Мне негде было даже кровь с себя обмыть – так и шёл с разбитой мордой и весь в кровоподтёках - через гречишное поле обратно в совхоз. Вошёл в школу, открыл дверь классной комнаты, а там – тот наш «Нытик» да обе Лидочки: Ивановна с Ильиничной. Увидав меня, молодушки дружно всплеснули руками и громко, дуэтом, зарыдали...
Оказывается, я вернулся первым, и при виде моей окровавленной физиономии наши учительницы, не сговариваясь, подумали одно и то же: если такой смирный мальчик явился так избитый, то чего можно ждать относительно самых отчаянных?!
Но вот буквально через 15 минут ввалились остальные беглецы. Вид у всех у них был более чем живописный (Алик Аптекарь, например, надел накануне вечером, собираясь в кино, белоснежные брюки, сверкавшие теперь всеми цветами радуги: так вываляться в траве и навозе – это надо было уметь!). Оказалось, все они набрели за опушкой леса на большую скирду то ли сена, то ли соломы и в ней переночевали.
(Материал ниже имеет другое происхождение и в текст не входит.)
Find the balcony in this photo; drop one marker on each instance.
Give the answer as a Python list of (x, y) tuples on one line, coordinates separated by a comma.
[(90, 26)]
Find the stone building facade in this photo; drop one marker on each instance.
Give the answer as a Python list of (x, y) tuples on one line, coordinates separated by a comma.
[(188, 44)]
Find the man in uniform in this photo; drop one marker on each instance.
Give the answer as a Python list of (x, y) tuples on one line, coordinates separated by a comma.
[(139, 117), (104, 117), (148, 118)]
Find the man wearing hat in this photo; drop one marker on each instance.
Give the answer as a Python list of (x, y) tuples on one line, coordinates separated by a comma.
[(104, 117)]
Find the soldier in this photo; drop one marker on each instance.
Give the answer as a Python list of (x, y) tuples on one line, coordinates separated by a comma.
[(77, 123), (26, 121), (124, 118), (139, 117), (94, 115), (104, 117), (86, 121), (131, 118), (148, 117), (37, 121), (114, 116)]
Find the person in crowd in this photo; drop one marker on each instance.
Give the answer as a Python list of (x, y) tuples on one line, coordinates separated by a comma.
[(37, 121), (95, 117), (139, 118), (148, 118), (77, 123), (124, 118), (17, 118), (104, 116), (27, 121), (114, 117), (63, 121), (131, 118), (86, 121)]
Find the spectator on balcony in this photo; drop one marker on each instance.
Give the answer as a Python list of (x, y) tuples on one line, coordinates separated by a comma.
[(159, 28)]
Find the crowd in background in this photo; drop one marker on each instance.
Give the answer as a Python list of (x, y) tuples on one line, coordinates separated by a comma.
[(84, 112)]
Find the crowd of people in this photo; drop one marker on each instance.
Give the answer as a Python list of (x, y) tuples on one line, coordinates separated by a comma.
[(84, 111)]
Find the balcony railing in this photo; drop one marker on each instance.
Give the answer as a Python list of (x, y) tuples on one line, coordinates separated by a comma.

Теперь неясно было лишь, куда девались наши самые старшие – и самые отчаянные. Но позже и они прибыли. Каким-то чудесным образом им удалось ещё вечером раздобыть подводу, и они возили Толю Беспалова к врачу: надо было выяснить, что с его ногой. Ребята рассказали, из-за чего вышла ссора. Оказывается, те парни, от которых мне досталось, были не из совхоза, а со станции Кисловка. Знай я об этом – разве искал бы убежище на станции?!
Ссора вышла, действительно, из-за девчат, но больше всего станционных кавалеров разозлили Эмиль Злуницын, пригрозивший им «финкой», и Ванька Саратов, отпустивший по их адресу .какую-то едкую шутку. Парни хотели разделаться с ними, а досталось - мне…
Все ушли в поле, а мне разрешили остаться, привести себя в порядок, отдохнуть. Но с полудня и я присоединился к остальным.